Aber Wasserstoff ist keine Energiequelle, die auf der Erde in größeren Mengen vorkommt und nur gefördert werden muss, sondern ein technisch hergestellter Energieträger. Während H2 heute weit überwiegend aus fossilem Erdgas durch Dampfreformierung produziert wird („blauer Wasserstoff“), will man künftig zu „grünem“ Wasserstoff kommen, der möglichst klimaneutral aus Ökostrom, überwiegend Windkraft oder Photovoltaik, erzeugt wird. Auch „grüner“ Wasserstoff ist jedoch nicht völlig klimaneutral, weil bei der Herstellung der Windräder und Solarstromanlagen in gewissem Umfang Kohlendioxid (CO2) anfällt. Mit anderen Worten: Der CO2-Faktor pro Kilowattstunde Ökostrom beträgt nur einen Bruchteil des CO2-Faktors des deutschen Strommixes, aber ist größer Null.
„Grüner“ Wasserstoff wird per Elektrolyse hergestellt. Dabei wird Wasser (H2O) an Elektroden in Wasserstoff und Sauerstoff aufgespalten. Der Wasserstoff kann dann Erdgas zur Steigerung des Brennwerts beigemischt oder direkt in Turbinen oder Motoren verbrannt werden, um für Antrieb zu sorgen oder Strom und Wärme zu erzeugen. Möglich ist auch die „kalte“ Verbrennung in einer Brennstoffzelle, einem elektrochemischen Prozess, aus dem wiederum Strom und Wärme entstehen. Das Gas ist auch als „Zwischenspeicher“ für Stromüberschüsse aus der Photovoltaik oder Windkraft, etwa um die Abregelung der Windräder zu vermeiden, von Nutzen. Diese Flexibilität des Energieträgers mit verschiedenen Einsatzbereichen ist positiv zu vermerken.
Industriell wird Wasserstoff weniger als Energieträger, denn als Produktions-Grundstoff eingesetzt, in der chemischen Industrie und in der Stahlproduktion. Hier dient das Gas als Reduktionsmittel für das Roheisen und ersetzt in dieser Funktion den üblichen Hochofen-Koks, wodurch die dabei entstehenden CO2-Emissionen vermieden werden, mithin ein sehr sinnvoller Einsatz von H2.

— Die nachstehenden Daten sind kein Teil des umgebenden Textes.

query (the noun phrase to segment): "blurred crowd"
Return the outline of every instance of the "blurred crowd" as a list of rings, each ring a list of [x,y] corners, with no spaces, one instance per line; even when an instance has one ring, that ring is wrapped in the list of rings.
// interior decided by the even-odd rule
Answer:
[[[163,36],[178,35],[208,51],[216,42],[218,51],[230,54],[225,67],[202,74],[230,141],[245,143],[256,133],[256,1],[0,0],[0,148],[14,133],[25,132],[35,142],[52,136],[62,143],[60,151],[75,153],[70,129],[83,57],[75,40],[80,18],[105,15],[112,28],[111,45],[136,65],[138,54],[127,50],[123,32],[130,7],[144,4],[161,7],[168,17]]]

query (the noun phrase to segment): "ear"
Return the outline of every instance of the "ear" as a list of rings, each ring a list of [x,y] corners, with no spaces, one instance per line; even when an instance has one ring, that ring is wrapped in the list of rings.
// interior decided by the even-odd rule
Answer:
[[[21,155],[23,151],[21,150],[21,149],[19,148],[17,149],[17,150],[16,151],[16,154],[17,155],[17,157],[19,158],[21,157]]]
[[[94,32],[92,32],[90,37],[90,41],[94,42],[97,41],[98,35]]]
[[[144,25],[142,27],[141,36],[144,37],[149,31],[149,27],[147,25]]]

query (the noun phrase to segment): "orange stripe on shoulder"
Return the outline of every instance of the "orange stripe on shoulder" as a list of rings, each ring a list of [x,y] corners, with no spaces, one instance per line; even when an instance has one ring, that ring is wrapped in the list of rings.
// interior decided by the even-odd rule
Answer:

Wasserstoff, als das kleinste und leichteste Gas im chemischen Periodensystem, ist allerdings stark flüchtig, erfordert deshalb eine hohe Dichtigkeit bei Aufbewahrung, Transportbehältern und Pipelines kann sich in Metall-Gitterstukturen einlagern und diese Metalle verspröten. Als weiterer Nachteil ist die geringe volumenbezogen Energiedichte zu nennen. Das heißt, H2 muss stark komprimiert (evtl. auch gekühlt) werden, damit die Behälter nicht zu groß werden, was natürlich mit Energieaufwand verbunden ist. Bei gleichem Druck lässt sich in einem Behälter etwa viermal so viel Energie in Form von Erdgas als in Form von Wasserstoff speichern. Der Energiebedarf für die Kompression von Wasserstoff ist achtmal höher als der für Erdgas. Und damit sind wir beim entscheidenden Nachteil. Bei der Erzeugung des Energieträgers Wasserstoff selbst, bei Kompression, Transport und der Umwandlung in Nutzenergie geht immer Energie verloren. Je länger solche Ketten sind, desto mehr Energie bleibt auf der Strecke, umso höher sind auch die CO2-Emissionen.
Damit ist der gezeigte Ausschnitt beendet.